With Homesnap, an agent can invite clients to search with them. They can set up alerts for prospects and former clients who are now owners, but still want to track the market. If the agent’s MLS goes all-in with the Homesnap Pro option as part of their participation in BPP, they will be able to message clients (and other agents) directly in the app, generate reports, and research transaction histories.
This is important. It presents an opportunity for an “inside-out” growth strategy. BPP isn’t going to hire a thousand people and spend $100 million on advertising. But it will get into the hands of hundreds of thousands of agents who will, in turn, provision it to buyers, sellers, renters and owners.
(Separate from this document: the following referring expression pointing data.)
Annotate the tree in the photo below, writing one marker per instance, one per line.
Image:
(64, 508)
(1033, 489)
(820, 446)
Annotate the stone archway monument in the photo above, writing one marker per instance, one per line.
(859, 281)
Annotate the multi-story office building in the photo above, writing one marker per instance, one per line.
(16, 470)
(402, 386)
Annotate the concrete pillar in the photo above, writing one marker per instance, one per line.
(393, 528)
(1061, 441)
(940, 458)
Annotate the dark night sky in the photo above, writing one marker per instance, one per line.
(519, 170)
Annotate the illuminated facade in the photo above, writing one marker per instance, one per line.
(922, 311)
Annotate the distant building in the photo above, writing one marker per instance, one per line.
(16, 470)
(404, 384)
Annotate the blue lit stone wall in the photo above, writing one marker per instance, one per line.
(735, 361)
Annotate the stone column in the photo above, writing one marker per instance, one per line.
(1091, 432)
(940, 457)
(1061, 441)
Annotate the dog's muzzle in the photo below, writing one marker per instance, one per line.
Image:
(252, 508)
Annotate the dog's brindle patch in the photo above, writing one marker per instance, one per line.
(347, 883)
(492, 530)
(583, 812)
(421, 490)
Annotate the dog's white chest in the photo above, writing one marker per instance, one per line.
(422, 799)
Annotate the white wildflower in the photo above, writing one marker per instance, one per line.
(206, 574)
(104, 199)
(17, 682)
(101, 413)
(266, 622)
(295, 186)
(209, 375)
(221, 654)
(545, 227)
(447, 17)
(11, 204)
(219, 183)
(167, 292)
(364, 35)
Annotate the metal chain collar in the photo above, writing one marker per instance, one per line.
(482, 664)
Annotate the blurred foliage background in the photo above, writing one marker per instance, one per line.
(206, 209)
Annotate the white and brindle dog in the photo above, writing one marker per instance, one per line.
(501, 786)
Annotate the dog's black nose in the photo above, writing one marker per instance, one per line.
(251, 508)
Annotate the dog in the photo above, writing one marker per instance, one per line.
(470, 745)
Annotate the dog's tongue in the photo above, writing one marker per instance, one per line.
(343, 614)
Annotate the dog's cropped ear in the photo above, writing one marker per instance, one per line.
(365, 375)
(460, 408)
And agents, not media companies – not even mighty Zillow – are the primary drivers of consumer engagement with the world of real estate.
I am sure BPP will generate plenty of free leads, but remember that about 80% of agents’ business comes from other places – from referrals, farming, personal sphere marketing and the like. BPP, in choosing Homesnap, has an opportunity to play in that big slice of the pie while the other online players fight over who can spit out the most internet leads.
Don’t cue the crickets just yet.
These two things happened this week:
- Wells Fargo announced a 3% down mortgage product.
- A startup that gives people airline miles for buying homes launched.
Umm… let the good times roll?
Realtor.com released a major update to its mobile app. It’s fantastic. Fast, clean, simple – a great leap forward.
Thing is, I think we’ve reached “peak real estate search app”. In other words, all the consumer home search apps with significant usage are now at parity. They’re all really good and more or less the same.
I don’t think it lies in the continued pursuit of a “lifestyle search” algorithm – a solution in search of a problem, in my opinion. I suspect what’s next will have to do less with the information delivered and more with how, when and where it’s delivered.
Joel and I were in Las Vegas last week for the Sotheby’s International Realty global networking event. Great show.
The metrics on that site since the launch are astounding – traffic, engagement and leads are through the roof as a result of the brand’s intense focus on top-quality content. They invested in content that enabled targeted, powerful partnerships. They mandated standards around listing photos, video and copy. They leveraged the big bowl of eye candy sitting in their lap.
“Content marketing” isn’t memes and listicles. It’s this.
I was halfway through this piece in Wired about Google’s research into making app notifications more useful when this quote hit me like a ton of bricks:
“Notifications from other people make you feel your existence is important.”
Ouch. This one hit home for me.
I think I’ll shut down my iPhone this weekend and look around.